I can feel fear in the length of
my father’s beard, longer than my hair,
longer than my life. His wife, my mother,
my father loved beyond mistake.
Promises, now, so uneven, so Holy unreal.
The air smells like dead people’s smoke.
My watch
chokes to tick. I am late for school.
I can hear bells ringing in my ear.
Here, life is a step-stop stone
in an ancient city of two suns
and one crescent moon. Soon
seems not to know how to forget
or forgive. But I ask
how can any God asks anybody
to settle for this life where children fall,
children stay.
Every day we walk to school between
borders and bombs
and stray bullets
with our names already written in roll books.
I am 15 years old,
I am Jewish,
I am a pretty girl without the makeup
my father does not allow. We’re settlers,
we’ve settled into the sounds
of war auditorium music: Mother, dead.
I was 5. The weathered sandpaper of mother’s
memory has rounded off the blasted sharp edges of
this, a table we now perch beneath,
clinging to despair disguises as hope,
watching apples trade
stock market prices with oranges.
100% Juice, a tin can rolling down
the sad but shady
side of the road.

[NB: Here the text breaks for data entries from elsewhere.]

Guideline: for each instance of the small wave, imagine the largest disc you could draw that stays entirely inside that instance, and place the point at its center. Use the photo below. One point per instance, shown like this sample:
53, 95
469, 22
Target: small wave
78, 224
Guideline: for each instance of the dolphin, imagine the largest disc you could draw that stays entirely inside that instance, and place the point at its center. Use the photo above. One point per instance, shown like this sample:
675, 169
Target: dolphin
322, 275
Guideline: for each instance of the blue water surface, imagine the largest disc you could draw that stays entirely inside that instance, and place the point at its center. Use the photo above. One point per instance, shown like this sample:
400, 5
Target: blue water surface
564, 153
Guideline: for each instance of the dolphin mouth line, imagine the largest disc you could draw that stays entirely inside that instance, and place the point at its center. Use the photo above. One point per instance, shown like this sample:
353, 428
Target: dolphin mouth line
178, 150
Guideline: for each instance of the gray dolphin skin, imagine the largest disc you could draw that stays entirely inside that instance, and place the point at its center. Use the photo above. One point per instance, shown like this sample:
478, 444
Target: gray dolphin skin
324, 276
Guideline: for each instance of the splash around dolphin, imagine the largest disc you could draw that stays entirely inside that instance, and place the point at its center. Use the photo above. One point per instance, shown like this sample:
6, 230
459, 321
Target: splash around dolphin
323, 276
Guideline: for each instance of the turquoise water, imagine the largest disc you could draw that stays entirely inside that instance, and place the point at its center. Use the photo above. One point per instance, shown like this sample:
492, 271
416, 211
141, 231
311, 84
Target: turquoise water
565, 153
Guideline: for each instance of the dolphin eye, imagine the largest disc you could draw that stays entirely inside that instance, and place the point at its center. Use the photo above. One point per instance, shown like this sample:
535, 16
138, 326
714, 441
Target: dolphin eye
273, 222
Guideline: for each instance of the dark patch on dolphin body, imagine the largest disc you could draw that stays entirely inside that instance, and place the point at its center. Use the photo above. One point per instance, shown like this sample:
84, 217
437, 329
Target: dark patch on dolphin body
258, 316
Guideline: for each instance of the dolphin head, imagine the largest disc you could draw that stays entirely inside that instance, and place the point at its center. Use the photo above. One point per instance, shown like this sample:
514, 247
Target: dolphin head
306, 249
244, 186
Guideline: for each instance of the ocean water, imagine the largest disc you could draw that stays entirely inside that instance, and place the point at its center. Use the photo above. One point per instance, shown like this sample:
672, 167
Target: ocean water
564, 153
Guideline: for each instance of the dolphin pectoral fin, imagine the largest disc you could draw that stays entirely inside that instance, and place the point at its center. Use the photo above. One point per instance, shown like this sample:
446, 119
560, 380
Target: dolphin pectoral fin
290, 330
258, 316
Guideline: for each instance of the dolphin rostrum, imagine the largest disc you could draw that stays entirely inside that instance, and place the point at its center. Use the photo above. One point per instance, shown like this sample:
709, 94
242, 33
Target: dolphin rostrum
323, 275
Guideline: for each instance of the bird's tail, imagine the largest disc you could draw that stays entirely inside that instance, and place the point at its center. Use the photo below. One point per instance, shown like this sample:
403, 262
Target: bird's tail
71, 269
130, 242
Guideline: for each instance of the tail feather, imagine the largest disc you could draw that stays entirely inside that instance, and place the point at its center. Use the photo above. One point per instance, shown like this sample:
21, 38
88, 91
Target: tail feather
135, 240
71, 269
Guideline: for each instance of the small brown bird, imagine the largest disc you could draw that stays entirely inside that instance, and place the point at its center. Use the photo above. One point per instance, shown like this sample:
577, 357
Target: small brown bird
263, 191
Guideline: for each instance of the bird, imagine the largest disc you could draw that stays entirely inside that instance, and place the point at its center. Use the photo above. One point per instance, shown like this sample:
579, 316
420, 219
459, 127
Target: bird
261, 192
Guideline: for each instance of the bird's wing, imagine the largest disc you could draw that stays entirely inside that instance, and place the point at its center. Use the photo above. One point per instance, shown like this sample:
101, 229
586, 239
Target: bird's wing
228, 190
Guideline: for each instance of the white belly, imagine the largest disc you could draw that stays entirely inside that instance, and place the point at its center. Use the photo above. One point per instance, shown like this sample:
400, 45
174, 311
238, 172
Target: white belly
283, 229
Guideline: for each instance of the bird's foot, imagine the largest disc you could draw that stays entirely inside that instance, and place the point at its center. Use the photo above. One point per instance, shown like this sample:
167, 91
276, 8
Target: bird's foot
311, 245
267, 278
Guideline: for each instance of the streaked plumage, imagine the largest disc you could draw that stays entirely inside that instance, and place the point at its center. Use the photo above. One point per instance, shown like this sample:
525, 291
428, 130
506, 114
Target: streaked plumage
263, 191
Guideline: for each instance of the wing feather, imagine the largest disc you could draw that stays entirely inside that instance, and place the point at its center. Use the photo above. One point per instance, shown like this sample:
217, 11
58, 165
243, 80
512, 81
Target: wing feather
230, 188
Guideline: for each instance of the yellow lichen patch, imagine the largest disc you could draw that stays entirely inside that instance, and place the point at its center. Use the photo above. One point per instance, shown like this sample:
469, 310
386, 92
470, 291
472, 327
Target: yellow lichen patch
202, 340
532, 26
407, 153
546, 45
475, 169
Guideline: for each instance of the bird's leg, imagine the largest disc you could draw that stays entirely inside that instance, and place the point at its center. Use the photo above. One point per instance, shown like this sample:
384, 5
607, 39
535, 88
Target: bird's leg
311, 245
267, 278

A bicycle frame with no
front tire can’t see its back wheel
still spinning
slower and slower and slower until…
Only the children know all too well,
never,
it will stop turning over
the dead face of no promise of peace
on this earth. Blasted
blind, blinded,
a man pats the sacred ground around
his left foot,
looking for his wedding ring
finger. Smiling iceberg lettuce burned
in place.
God awful smoke music.
Shaking, still, we keep perfectly,
leaning away
from the ills of invented
hate. Late for school, crammed into
the perfect pocket of
a nylon suicide vest. There will be no test
today, no final exit examination,
no answers,
no questions, no nothing but God
forsaken, God awfully bad poetry
blasted into then onto
the blown up, bullet proof margins of
desert brown, bulletproof notebook paper.
Earl S. Braggs
A North Carolina native from the rural-back-woods-fishing community of Hampstead, Earl Sherman Braggs is a UC Foundation and Battle Professor of English at the University of Tennessee at Chattanooga. Braggs is the author of fourteen collections of poetry. Hat Dancing with Miss Bessie Smith, Cruising Weather Blues and Negro Side of the Moon are his latest. Among his many awards are the Anhinga Poetry Prize, the Cleveland (Ohio) State Poetry Prize (unable to accept, manuscript won in two places at the same time), the C&R Poetry Prize, the Jack Kerouac International Literary Prize, the Knoxville News Sentinel Poetry Award and the Gloucester County Poetry Prize. Braggs’ novel, Looking for Jack Kerouac was a finalist for the James Jones First Novel Contest. His memoir, A Boy Named Boy, was published by Wet Cement Press. Obama’s Children is forth coming from Madville Press.